Dalam sebuah penelitian, diketahui orang yang mengkonsumsi sarapan
rendah IG, cenderung makan dengan porsi kecil saat makan siang dibanding
orang yang sarapan dengan menu tinggi IG atau orang yang tidak sarapan.
Penelitian dilakukan terhadap 20 responden, masing-masing diberikan
menu sarapan roti cokelat (100 gram) pada minggu pertama, kemudian
diberikan fruit soy bar (100 gr) di minggu kedua, dan diminggu ketiga
tidak diberikan sarapan. Kemudian setiap hari mereka diberi menu
makan siang nasi uduk dengan porsi 125 gram.

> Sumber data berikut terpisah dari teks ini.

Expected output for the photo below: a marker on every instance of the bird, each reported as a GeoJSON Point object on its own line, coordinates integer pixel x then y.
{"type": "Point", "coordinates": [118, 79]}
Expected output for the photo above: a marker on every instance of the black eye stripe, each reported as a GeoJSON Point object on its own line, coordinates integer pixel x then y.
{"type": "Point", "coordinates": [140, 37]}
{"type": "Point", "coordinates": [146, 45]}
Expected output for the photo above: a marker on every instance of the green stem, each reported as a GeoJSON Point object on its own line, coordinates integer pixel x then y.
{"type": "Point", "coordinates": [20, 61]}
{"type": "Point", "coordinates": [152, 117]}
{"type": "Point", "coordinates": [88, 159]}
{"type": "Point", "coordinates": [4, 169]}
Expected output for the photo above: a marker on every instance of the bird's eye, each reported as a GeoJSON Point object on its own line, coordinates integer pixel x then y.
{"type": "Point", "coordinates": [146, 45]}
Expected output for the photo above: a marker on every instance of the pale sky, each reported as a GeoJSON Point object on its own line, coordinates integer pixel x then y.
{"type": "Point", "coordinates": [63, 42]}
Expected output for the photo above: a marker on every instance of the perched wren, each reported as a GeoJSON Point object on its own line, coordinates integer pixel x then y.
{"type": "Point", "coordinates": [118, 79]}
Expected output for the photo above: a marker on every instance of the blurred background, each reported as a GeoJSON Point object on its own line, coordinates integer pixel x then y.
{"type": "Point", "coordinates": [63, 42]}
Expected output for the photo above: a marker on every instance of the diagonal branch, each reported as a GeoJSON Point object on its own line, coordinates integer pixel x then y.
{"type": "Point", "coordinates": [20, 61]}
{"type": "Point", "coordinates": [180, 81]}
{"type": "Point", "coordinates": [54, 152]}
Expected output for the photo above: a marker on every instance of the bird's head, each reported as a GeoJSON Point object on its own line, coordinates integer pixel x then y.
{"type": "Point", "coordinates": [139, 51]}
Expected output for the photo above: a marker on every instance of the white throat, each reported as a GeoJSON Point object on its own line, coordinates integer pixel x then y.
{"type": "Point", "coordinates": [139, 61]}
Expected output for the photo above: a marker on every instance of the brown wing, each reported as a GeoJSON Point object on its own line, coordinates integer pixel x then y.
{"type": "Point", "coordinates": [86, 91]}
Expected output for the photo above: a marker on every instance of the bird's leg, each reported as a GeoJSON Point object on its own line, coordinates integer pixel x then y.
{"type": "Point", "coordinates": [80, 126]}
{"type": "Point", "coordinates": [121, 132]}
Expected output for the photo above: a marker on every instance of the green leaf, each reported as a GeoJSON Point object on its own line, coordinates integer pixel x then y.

Hasilnya, orang yang tidak sarapan cenderung makan nasi uduk dalam
porsi lebih atau tambahan makan untuk mencapai kondisi perut kenyang.
Sedangkan orang yang sarapan dengan menu fruit soy bar makan sesuai
dengan porsi dan orang yang makan roti cokelat cenderung menambah
meski porsinya tidak sebanyak orang yang tidak sarapan.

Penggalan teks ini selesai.